Team physicians should be made more aware of concussion recovery recommendations in order to increase compliance with minimum return-to-play timescales.
Match-day physicians should be made aware of the higher incidence of concussion in 7-a-side Rugby compared to 15-a-side Rugby.
The authors acknowledge the major contribution made by the medical teams working at all the competitions included in this study by providing detailed information about the nature and causes of the concussions.
Contributors CWF designed the study, developed the implementation strategy, analysed the results, prepared the draft paper, edited and approved the final submission. Responsible for the overall content and guarantor, AT reviewed the implementation strategy, implemented the data collection studies, reviewed the draft paper and approved the final submission.
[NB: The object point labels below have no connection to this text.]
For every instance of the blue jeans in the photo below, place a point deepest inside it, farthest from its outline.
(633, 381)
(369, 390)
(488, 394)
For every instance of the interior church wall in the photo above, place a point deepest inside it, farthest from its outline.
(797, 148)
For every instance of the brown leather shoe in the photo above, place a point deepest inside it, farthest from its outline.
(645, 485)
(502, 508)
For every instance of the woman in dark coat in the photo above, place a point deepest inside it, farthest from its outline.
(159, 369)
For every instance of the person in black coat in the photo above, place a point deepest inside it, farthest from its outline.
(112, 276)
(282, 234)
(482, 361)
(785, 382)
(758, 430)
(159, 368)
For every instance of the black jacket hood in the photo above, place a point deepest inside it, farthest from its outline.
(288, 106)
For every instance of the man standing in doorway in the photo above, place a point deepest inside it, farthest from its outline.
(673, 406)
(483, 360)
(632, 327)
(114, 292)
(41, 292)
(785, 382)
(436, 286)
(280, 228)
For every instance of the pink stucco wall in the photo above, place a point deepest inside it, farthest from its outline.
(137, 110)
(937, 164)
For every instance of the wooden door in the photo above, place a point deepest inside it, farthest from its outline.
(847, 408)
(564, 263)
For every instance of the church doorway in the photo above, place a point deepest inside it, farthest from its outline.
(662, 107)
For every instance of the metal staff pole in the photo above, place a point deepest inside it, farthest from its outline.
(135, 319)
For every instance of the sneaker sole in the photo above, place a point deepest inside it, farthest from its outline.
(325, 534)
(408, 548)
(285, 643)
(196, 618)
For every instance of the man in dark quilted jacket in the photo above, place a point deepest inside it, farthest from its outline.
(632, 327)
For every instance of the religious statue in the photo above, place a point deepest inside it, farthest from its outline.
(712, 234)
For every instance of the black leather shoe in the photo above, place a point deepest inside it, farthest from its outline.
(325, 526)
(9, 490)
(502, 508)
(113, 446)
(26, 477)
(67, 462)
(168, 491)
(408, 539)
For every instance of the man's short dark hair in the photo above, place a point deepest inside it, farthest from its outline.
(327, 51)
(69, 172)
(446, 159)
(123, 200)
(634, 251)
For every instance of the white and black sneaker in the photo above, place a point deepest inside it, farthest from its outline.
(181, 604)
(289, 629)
MR reviewed the study design, reviewed the implementation strategy; reviewed the draft paper and approved the final submission.
Funding The epidemiological studies were funded by the International Rugby Board (Rugby World Cup, Junior World Championship, Junior World Rugby Trophy, Pacific Nations Cup, Sevens World Series) and the Rugby Football Union (English Premiership). Data collection studies were funded by the International Rugby Board and the Rugby Football Union.
Competing interests None.
Ethics approval University of Nottingham Medical Ethics Committee.
Provenance and peer review Not commissioned; externally peer reviewed.